Figure 5. 5′-L deletions lead to noninfectious particles lacking env incorporation.

(A) Deletions found in proviruses causing viremia were introduced in an NL4-3 expression plasmid by site-directed mutagenesis. Deletion start and end positions relative to HXB2 are indicated in parentheses. (B) Copies of HIV-1 RNA recovered at 72 hours after transfection of 293T cells, expressed as copies per mL (left) or normalized by p24 pg/mL (right). (C) Spinoculation of primary CD4⁺ T cells shows exponential increase in p24 levels only with WT NL4-3, in the absence of antiretrovirals (ARVs: TDF, FTC, DTG). (D) Reverse transcription was assessed by measuring late cDNA products by ddPCR targeting the U5-PBS junction.
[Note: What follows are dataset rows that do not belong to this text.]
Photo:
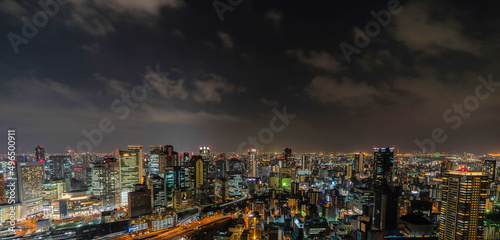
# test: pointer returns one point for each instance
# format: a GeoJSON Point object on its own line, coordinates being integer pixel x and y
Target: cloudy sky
{"type": "Point", "coordinates": [224, 78]}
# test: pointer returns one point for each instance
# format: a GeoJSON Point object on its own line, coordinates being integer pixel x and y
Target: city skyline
{"type": "Point", "coordinates": [224, 78]}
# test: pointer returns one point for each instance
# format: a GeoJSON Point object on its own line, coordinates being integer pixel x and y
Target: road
{"type": "Point", "coordinates": [171, 233]}
{"type": "Point", "coordinates": [192, 229]}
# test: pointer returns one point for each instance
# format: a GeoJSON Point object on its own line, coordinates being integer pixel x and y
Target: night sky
{"type": "Point", "coordinates": [221, 80]}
Primary CD4⁺ T cells were collected at 0, 6, and 12 hours after spinoculation with and without ARVs. U5-PBS copies detected in the presence of ARVs, which are the result of incomplete DNAseI digestion of plasmid carryover from transfection, were subtracted from copies detected in conditions without ARVs. (E) Virus produced upon 293T transfection was pelleted by ultracentrifugation, lysed, normalized by p24, and used for Western blots with primary antibodies specific to p24 and gp41. (F) Surface staining of HIV-1 env on 293T cells 24 hours after transfection. (G) Frequency of env-positive cells transfected with WT versus 5′-L deletions. Fold reduction relative to WT is indicated above each mutant. Results from 2 transfection experiments are shown. Each circle represents the average of 2 technical replicates. (H) Quantification of cell-associated spliced HIV-1 transcripts belonging to the 4 kb class or tat/rev mRNA normalized to RNA ng. (I) Percentage of spliced transcripts relative to total HIV-1 polyA RNA. Error bars indicate SEM (B, H and I) or SD (C and F). Statistical significance between conditions was determined by 1-way ANOVA. *P < 0.05; **P <0.01, ***P <0.001.